A photo of Sonu Arshad, 18, was posted on a Facebook page attributed to a Pakistani TV channel (Photo: Facebook / God’s Love International)

Sonu Arshad, who lives in the remote village of Sukheki, 200 kilometres north of Lahore, belongs to one of the families – the only Christians in the village.

The families fled on Friday, 3 November, after a Facebook page purporting to be that of a local TV channel posted a photograph of the teenager and asked locals to “burn his church and give him the death penalty”.

There were rumours that a mob formed following the local Muslim community’s Friday prayers, but the chief of police in the nearby city of Daska told World Watch Monitor the situation was now “under control” and that a police case had been filed against the unidentified people who created the fake Facebook page.

“There is no evidence that Arshad committed any crime,” Tahir Hussain said. “This is a fake campaign and the case has been forwarded to the Federal Investigation Agency to identify those who made this fake Facebook page.”

The TV channel, Madhani, has not commented or responded to the use of its logos, etc., which means that the case has not received much coverage in the mainstream Pakistani media, to the Christian community’s relief.

Local Christian councillor Naseer Ghulam said he had “no knowledge where the family has gone”.

“No-one knows the reason for accusing [Arshad] through this smear campaign,” he added.

Pakistan has the most stringent blasphemy laws in the world, which have been used disproportionately against religious minorities – Pakistani Christians make up only 1.5 per cent of the total population, but over a quarter (187) of the 702 blasphemy cases registered between 1990 and 2014 were against Christians.

Pakistan’s Federal Minister of Religious Affairs and Interfaith Harmony said last week the country’s controversial blasphemy law “cannot be revoked”, while the government has set up a regulatory body to monitor “blasphemous” content online.

Meanwhile, a 70-year-old Christian man, on bail awaiting his trial for blasphemy, died on Saturday (4 November). Mukhtar Masih was living in Gujranwala when he was accused of speaking ill against Islam, on 29 January this year. The Cantonment Police Station registered a complaint, no. 19/17, arrested him and sent him to jail.
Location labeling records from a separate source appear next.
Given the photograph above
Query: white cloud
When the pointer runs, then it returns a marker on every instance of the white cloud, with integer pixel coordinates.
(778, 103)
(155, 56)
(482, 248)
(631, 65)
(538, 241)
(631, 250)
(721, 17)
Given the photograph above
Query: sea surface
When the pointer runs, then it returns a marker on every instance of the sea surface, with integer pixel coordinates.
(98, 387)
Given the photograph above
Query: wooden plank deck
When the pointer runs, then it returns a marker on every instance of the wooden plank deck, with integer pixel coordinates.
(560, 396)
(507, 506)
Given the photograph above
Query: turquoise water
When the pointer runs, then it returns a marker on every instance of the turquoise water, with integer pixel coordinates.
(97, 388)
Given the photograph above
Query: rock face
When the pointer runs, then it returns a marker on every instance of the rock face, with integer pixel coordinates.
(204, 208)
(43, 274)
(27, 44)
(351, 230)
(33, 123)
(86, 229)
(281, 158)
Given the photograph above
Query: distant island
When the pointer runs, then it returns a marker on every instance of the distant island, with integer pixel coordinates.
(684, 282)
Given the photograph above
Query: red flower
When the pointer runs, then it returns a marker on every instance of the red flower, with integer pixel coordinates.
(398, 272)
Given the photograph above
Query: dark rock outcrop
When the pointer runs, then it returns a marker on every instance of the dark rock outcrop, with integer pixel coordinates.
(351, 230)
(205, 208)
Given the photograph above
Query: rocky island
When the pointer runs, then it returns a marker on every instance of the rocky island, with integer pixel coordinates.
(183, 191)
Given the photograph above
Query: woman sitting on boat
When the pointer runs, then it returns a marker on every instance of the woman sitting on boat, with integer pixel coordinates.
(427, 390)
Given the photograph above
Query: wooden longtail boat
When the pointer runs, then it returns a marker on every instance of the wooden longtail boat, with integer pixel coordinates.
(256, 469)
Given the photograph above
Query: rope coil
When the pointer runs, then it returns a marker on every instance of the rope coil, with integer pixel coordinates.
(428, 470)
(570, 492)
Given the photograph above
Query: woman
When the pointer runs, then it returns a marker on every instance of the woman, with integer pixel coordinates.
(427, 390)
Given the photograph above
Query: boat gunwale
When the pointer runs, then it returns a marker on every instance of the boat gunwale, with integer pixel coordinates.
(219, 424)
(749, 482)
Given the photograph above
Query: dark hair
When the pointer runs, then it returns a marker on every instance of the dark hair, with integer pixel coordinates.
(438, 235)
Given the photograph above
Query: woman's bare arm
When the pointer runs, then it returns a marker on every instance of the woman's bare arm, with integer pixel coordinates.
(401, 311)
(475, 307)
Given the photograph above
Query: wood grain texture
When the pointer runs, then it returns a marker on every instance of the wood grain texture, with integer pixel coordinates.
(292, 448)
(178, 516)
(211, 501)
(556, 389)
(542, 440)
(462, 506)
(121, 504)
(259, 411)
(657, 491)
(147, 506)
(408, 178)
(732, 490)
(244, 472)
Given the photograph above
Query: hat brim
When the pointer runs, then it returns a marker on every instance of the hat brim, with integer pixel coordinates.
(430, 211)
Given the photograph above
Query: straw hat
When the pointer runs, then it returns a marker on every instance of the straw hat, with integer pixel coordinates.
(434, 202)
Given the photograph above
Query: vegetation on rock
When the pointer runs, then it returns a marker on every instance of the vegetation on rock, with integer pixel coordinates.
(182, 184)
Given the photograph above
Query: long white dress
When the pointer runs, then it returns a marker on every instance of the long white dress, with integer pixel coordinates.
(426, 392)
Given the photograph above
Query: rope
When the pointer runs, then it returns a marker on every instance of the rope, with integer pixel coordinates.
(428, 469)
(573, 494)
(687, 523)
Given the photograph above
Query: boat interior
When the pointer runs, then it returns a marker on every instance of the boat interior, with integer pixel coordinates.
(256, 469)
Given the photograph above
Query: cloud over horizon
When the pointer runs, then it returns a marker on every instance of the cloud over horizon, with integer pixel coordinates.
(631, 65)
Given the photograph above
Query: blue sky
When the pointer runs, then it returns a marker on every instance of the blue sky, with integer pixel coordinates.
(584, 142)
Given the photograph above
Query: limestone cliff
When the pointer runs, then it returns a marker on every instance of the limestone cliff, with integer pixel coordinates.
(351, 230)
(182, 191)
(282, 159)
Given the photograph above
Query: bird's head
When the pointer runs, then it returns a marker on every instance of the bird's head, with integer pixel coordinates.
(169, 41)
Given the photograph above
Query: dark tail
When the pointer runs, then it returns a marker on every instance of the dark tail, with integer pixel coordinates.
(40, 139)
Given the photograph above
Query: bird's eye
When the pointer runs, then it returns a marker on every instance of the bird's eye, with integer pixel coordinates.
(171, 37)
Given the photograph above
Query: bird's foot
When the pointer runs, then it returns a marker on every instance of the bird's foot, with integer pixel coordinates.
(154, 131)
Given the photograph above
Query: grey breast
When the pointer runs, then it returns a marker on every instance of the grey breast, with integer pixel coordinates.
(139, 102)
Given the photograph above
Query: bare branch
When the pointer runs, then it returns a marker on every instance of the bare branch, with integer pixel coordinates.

Aneeqa Maria, co-ordinator of The Voice Society, told World Watch Monitor Masih’s bail was secured on 16 May and that his case was still awaiting trial.

Masih’s son, Griffin, told World Watch Monitor that it was no longer safe for them to live in Gujranwala, so he had taken his father and other family members to Mansehra, near to where he worked in the Bach Christian Hospital.

In August, Mukhtar Masih was operated on for a knee injury, after which he was given a heavy dose of antibiotics. But he was not taking sufficient food with the medicine, and developed a stomach ulcer. “Early this month he was diagnosed as having a hole in his small intestine, and an operation could not save his life,” his son said.

Pakistan is 4th on the Open Doors 2017 World Watch List of the 50 countries in which it is most difficult to be a Christian. Several Christians have been killed in Pakistan following charges of blasphemy, and others jailed, including the Christian woman Asia Bibi, who has been on death row since 2010.